Unveiling the Dynamic Patterns and Driving Forces of Soil Organic Carbon in Chinese Croplands From 1980 to 2020

Abstract

Soil organic carbon (SOC) in cropland is a critical component of the global carbon cycle, representing the most dynamic segment of the carbon pool, and is vital to addressing both “dual-carbon” goals and food security challenges. However, the current research on SOC in China's croplands has limitations in timeliness, continuity, and accuracy. This study constructed a machine learning model to assess the spatial–temporal distribution and changes of cropland SOC across China. It maps the annual distribution of cropland SOC in China over the past four decades (1980–2020), leveraging data from 2399 cropland sampling points collected from the second soil census of China and the integration of multi-platforms combined with 22 environmental excoriates.
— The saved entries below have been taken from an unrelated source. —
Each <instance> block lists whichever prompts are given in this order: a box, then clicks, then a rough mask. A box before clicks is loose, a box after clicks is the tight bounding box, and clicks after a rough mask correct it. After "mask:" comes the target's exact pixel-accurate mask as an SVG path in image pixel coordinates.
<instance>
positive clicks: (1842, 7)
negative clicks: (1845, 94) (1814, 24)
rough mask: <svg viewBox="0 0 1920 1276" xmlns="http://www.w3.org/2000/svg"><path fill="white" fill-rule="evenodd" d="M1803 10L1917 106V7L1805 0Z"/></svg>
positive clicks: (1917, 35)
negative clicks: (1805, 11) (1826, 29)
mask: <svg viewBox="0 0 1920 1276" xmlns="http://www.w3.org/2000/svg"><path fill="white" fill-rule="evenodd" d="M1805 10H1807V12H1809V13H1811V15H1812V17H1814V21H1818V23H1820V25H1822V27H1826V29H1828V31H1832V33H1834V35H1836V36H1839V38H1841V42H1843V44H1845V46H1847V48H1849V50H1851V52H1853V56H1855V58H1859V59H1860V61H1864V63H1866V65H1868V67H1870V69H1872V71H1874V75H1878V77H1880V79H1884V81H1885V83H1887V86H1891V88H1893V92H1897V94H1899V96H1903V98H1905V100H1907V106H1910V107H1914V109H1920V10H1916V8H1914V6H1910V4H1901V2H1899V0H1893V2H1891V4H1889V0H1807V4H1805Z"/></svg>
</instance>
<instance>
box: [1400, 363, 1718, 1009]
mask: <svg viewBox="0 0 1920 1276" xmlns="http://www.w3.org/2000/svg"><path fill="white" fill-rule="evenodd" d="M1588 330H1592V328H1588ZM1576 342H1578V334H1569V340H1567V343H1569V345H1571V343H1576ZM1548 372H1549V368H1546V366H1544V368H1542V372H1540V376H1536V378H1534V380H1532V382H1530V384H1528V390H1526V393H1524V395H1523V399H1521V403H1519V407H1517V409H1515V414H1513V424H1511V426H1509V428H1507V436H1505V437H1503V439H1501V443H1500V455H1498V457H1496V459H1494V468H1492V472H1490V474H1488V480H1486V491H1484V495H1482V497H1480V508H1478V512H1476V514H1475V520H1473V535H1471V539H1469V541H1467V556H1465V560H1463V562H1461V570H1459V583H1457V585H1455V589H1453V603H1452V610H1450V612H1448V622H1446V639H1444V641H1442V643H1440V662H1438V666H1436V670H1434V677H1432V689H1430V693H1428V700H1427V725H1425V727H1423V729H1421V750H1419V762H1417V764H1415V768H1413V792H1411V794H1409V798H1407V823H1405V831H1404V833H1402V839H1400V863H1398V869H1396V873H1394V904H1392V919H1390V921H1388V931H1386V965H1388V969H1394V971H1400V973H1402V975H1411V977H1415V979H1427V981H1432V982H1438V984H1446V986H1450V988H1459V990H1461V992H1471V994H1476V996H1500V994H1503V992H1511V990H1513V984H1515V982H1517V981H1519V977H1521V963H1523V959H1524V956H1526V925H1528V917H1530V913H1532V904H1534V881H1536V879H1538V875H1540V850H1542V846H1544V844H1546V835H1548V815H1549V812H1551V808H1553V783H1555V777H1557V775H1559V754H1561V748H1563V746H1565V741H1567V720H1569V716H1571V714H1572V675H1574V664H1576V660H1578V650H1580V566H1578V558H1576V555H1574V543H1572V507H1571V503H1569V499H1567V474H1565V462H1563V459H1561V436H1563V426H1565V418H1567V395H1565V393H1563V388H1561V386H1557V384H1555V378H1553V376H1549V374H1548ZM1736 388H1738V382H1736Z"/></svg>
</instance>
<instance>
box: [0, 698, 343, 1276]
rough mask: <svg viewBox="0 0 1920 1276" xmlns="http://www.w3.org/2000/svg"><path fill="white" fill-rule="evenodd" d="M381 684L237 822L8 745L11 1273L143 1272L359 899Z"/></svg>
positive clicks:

The model's accuracy (r = 0.82) could meet the needs of the analysis and perform reliably in predicting cropland SOC across China, with high uncertainty only in some areas, such as the northeast. The study reveals that while there have been fluctuations in SOC stocks in China's croplands over the years, the overall trend has been upward, increasing at a rate of 0.012 Pg C y⁻¹, and generally functions as carbon sinks. Furthermore, the Shapley additive explanations indicate that temperature strongly correlates with SOC in croplands, followed by precipitation and topography. The outcomes of this research provide essential data support for formulating policies on cropland protection, land degradation, and carbon peak strategies in China.